Voila donc plus de vingts que Jean Moulin partit, par un temps de decembre sans doute semblable a celui-ci, pour etre parachute sur la terre de Provence, et devenir le chef d'un peuple de la nuit.  Sans la ceremonie d'aujourd'hui, combien d'enfants de France sauraient son nom?  Il ne le retrouvera lui-meme que pour etre tue; et depuis, sont nes seize millions d'enfants...

...L'hommage d'aujourd'hui n'appelle que le chant qui va s'elever maintenant, ce chant des partisans que j'ai entendu murmurer comme un chant de complicite, puis psalmodier dans le brouillard des Vosges et les bois d'Alsace, mele au cri perdu des moutons des tabors, quand les bazookas de Correze avancaient a la rencontre des chars de Rundstedt lances de nouveau contre Strasbourg. Ecoute aujourd'hui, jeunesse de France, ce qui fut pour nous le Chant du Malheur. C'est la marche funebre des cendres qui voici.
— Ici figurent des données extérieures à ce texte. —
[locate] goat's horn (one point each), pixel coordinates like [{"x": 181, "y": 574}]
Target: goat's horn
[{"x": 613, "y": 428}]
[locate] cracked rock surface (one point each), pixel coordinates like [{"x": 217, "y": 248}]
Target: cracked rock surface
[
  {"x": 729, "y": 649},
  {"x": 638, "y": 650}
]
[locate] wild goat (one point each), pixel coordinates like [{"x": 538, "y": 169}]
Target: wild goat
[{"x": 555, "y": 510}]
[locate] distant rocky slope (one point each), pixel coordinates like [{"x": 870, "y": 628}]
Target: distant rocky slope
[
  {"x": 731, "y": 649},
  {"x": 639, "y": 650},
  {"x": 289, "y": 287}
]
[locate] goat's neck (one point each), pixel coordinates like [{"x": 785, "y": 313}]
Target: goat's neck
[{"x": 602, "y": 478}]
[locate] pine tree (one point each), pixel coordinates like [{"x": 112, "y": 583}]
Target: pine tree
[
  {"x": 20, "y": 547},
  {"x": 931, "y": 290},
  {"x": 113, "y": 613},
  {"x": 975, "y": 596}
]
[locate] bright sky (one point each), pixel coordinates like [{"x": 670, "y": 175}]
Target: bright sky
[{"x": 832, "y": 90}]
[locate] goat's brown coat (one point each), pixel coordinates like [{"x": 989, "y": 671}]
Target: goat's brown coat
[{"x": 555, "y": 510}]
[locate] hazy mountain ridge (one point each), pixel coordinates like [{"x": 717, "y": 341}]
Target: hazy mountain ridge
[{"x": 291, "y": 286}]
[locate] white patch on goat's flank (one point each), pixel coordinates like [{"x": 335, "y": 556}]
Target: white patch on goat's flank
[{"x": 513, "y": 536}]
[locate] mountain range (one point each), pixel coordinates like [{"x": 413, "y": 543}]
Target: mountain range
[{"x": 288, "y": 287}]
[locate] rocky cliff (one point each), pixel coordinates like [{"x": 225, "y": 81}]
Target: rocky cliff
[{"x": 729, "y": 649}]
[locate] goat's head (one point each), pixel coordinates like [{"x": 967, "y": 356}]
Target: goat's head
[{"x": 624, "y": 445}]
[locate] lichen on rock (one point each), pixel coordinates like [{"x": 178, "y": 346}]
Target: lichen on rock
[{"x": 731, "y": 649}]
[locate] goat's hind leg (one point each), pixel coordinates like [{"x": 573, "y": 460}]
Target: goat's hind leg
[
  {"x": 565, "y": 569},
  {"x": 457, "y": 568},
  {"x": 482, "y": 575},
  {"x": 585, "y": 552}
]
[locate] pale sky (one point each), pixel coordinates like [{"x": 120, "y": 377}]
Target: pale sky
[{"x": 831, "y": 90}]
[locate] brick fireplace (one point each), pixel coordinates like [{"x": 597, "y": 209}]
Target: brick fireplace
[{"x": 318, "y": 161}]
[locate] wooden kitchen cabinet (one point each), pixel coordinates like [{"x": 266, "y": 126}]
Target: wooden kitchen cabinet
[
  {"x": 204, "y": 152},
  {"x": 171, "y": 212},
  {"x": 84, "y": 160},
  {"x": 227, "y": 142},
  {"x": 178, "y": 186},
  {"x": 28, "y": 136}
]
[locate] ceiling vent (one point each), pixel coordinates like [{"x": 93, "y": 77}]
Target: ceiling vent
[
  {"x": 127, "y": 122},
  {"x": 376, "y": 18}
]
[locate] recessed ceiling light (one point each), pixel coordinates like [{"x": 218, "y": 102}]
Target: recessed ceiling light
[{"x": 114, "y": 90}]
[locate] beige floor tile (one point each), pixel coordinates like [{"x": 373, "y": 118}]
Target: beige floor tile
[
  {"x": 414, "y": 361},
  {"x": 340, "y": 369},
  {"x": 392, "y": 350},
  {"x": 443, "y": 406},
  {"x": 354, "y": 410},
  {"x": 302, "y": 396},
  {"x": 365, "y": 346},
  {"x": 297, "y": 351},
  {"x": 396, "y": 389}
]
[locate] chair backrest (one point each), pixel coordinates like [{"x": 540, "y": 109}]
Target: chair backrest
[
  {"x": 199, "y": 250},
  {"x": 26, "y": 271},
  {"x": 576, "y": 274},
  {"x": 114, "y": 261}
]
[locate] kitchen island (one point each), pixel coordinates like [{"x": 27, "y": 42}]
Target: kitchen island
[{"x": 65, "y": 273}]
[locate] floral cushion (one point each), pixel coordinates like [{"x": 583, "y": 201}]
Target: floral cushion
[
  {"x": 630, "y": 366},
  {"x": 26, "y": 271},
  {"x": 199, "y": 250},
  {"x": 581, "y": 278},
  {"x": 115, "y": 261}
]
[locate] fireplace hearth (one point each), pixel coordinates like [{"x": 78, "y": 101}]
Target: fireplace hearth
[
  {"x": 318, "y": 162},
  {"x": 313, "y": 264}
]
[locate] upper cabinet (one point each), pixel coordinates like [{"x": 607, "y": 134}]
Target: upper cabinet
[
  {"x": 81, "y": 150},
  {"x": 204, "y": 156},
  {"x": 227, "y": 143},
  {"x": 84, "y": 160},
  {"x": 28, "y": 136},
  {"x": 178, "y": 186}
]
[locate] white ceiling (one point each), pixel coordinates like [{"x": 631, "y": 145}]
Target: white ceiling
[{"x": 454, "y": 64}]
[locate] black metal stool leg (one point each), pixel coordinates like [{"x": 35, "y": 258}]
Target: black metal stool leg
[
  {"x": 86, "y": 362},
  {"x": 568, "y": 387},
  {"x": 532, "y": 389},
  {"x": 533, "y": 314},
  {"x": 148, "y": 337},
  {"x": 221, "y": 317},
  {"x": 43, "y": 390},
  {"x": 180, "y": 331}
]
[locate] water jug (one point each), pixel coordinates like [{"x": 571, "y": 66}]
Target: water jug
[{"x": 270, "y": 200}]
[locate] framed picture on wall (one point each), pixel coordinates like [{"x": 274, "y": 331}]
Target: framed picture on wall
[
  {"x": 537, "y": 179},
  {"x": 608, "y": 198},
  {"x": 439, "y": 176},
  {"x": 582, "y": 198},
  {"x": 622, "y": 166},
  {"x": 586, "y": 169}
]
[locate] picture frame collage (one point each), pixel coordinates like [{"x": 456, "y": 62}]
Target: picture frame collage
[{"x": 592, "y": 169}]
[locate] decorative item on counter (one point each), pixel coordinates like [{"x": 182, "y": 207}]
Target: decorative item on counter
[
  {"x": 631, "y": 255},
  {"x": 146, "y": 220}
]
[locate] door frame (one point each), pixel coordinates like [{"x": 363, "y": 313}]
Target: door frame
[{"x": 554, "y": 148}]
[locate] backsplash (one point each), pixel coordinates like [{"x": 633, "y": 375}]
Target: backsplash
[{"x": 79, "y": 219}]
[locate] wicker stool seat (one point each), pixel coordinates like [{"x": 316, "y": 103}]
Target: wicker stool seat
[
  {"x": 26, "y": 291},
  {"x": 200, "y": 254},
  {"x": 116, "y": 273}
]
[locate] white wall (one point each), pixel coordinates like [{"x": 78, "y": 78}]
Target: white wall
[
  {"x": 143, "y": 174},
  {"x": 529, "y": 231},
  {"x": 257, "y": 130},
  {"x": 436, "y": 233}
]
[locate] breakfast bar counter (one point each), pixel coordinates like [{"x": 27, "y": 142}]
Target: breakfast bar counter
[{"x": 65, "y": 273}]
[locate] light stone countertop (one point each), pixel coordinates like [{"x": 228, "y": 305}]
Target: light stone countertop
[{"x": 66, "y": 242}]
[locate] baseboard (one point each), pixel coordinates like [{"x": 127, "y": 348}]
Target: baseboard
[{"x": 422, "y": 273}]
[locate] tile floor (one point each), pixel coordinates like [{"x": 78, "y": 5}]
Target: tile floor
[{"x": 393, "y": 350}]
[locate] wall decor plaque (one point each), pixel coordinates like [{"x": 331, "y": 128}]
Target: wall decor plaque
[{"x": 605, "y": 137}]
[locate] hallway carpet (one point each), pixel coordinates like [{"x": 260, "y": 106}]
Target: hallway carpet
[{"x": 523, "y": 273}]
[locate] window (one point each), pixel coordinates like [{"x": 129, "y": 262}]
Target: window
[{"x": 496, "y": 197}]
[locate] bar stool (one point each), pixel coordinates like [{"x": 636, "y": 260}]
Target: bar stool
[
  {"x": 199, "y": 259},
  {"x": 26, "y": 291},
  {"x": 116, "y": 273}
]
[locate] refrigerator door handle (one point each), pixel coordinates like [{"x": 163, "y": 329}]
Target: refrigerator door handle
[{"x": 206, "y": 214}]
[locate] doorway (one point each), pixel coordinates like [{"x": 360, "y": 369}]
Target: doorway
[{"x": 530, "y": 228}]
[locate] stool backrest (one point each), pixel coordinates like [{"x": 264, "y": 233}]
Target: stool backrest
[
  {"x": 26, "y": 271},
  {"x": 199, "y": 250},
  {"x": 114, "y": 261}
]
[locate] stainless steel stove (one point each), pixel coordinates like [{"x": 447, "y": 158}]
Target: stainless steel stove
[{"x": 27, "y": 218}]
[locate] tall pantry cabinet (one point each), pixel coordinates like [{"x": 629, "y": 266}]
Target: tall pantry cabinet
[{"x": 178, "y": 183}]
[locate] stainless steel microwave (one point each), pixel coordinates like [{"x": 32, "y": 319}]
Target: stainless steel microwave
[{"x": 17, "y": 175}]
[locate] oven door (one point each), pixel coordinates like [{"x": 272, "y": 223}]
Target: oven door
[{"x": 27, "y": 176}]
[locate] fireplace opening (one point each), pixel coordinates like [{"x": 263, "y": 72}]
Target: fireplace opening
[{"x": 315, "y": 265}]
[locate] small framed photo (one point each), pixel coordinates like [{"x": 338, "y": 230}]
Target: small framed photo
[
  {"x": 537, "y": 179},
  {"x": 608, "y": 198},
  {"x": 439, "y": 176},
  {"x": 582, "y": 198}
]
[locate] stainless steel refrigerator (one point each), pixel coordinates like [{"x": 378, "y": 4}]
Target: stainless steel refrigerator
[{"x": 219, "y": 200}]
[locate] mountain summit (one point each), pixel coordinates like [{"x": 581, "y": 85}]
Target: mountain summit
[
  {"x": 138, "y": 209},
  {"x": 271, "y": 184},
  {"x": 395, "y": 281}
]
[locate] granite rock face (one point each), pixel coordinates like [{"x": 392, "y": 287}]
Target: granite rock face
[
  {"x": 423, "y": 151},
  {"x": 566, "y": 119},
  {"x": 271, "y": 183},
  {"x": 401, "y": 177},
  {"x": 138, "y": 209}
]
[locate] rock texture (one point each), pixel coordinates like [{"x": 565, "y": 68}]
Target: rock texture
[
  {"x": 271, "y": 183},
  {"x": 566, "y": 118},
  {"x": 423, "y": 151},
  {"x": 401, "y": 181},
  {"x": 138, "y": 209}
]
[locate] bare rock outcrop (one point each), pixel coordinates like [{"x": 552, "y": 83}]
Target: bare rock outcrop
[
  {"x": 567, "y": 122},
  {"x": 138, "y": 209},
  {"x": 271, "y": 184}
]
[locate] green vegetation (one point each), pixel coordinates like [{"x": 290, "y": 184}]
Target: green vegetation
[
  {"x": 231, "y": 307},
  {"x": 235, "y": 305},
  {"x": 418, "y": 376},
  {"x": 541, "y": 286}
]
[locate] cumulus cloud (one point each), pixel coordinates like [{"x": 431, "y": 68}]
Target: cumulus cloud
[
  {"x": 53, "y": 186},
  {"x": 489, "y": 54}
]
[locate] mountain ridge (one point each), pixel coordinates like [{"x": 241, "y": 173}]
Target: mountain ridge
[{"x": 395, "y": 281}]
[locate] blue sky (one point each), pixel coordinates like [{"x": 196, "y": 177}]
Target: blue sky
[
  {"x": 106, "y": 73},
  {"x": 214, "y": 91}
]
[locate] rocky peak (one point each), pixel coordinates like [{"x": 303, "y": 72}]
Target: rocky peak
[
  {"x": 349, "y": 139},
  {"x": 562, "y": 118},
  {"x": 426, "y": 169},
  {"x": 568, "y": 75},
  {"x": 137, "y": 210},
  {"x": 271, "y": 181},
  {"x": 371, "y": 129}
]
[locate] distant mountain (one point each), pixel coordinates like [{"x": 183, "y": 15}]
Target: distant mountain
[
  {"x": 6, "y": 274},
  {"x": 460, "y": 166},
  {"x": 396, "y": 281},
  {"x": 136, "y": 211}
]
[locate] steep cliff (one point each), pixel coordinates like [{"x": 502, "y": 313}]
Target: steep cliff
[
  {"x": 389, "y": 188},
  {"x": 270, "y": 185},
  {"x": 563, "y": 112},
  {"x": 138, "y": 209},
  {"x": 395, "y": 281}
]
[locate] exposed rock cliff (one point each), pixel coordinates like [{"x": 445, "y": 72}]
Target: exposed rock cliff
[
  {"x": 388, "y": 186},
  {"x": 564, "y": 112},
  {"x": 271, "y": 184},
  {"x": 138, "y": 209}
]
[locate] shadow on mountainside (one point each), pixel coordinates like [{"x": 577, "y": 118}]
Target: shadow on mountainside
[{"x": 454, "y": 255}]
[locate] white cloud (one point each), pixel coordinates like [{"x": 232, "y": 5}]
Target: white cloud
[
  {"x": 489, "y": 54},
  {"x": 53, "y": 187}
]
A cote de celles de Carnot avec les soldats de l'An II, de celles de Victor Hugo avec les Miserables, de celles de Jaures veillees par la Justice, qu'elles reposent avec leur long cortege d'ombres defigurees. Aujourd'hui, jeunesse, puisses-tu penser a cet homme comme tu aurais approche tes mains de sa pauvre face informe de dernier jour, de ses levres qui n'avaient pas parle; ce jour-la, elle etait le visage de la France.